Learn how to filter your data in Encord Active

Filtering data in Encord Active is crucial for various reasons. It enables insights and actionable results on the following key aspects and more:

  1. Identification of patterns, trends, or anomalies within a subset of the data.
  2. Recognition of duplicates, outliers and inconsistencies.
  3. Removal of irrelevant, noisy or erroneous data.
  4. Understand model's behaviour and potential skewness when facing different subsets of the data.
  5. [Encord project only] Update tasks status to prioritize some unannotated images in the labeling stage and send labels to be reviewed/fixed, all along with descriptive comments for the project users (e.g. annotators and reviewers).

You have several options to filter your data in Encord Active:

Standard filter feature

The standard filter feature provides several options to refine your search:

  1. Data points metadata filters: You can filter data based on metadata attributes like Object Class and Annotator. This allows you to focus on specific classes or annotations created by specific annotators.
  2. User-defined tag filters: You can apply filters based on user-defined tags. This enables you to categorize and filter data according to custom tags that you have assigned.
  3. Metric filters: You can utilize metrics, including built-in metrics like Image Diversity and Annotation Duplicates, as well user-defined metrics, to filter data. This helps in selecting data points based on potentially complex properties.

Steps to use the standard filter feature over the project data and labels

  1. Go to the toolbox in the explorer pages and locate the filter feature. toolbox-filter-tab
  2. Choose one or more filters from the available options.
  3. For numerical filters, specify the threshold range.
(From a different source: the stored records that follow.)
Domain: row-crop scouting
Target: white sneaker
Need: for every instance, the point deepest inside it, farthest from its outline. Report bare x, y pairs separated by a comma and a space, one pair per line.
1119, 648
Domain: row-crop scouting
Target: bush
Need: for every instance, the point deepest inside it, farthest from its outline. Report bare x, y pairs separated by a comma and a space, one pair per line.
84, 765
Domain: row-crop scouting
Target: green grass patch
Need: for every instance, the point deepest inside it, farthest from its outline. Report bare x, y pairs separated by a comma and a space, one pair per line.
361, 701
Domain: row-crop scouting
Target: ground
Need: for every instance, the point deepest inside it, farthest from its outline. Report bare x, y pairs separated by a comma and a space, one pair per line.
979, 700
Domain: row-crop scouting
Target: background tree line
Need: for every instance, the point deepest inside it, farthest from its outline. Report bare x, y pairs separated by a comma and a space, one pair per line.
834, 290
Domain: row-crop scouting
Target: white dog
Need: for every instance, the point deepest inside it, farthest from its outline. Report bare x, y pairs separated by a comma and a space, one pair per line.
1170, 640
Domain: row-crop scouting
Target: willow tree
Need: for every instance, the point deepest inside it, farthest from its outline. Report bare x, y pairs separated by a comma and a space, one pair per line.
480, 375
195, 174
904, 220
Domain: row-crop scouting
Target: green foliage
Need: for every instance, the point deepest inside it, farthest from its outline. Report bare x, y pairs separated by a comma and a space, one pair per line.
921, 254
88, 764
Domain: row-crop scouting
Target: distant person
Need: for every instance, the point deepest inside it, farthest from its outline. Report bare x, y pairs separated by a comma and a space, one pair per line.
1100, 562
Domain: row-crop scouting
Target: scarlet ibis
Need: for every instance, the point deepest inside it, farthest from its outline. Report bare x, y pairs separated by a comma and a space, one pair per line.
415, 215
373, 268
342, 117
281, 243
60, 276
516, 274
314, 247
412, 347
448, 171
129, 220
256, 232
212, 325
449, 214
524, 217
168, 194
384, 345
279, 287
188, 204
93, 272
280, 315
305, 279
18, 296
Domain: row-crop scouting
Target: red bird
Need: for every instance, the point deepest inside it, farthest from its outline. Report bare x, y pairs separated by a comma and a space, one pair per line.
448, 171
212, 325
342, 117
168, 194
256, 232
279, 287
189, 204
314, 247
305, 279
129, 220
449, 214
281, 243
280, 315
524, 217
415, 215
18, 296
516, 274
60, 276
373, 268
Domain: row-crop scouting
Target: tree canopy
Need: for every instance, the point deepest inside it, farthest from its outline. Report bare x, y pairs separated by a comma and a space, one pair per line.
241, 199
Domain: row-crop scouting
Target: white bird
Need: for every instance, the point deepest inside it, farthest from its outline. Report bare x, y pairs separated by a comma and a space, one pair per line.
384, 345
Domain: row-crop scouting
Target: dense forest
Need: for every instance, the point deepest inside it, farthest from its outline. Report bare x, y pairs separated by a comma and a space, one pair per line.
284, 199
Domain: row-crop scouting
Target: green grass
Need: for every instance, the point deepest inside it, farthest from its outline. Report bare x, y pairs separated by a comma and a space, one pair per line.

For categorical filters, select the groups of interest. toolbox-filter-by-high-red-values
tip

Using one of the UI components, you have the ability to customize the visualization order of the filtered data based on a specific metric. You can choose whether to display the data in ascending or descending order, according to your preferences.

component-order-by

Embedding plot

The embedding plot in Encord Active is a two-dimensional visualization technique used to represent high-dimensional data in a more interpretable and visually accessible form. By reducing the dimensionality of the data, the embedding plot helps preserve the underlying structure and patterns of the original data.

In the embedding plot, each data point is represented as a single point in the two-dimensional space. The proximity of points in the plot reflects the similarity or shared characteristics of the corresponding high-dimensional data points. Points that are closer together indicate higher similarity, while points that are farther apart suggest greater dissimilarity.

In the embedding plot of Encord Active, you have the ability to select points within a specific rectangular area. This feature allows you to focus on a particular subset of data points and analyze their characteristics or patterns.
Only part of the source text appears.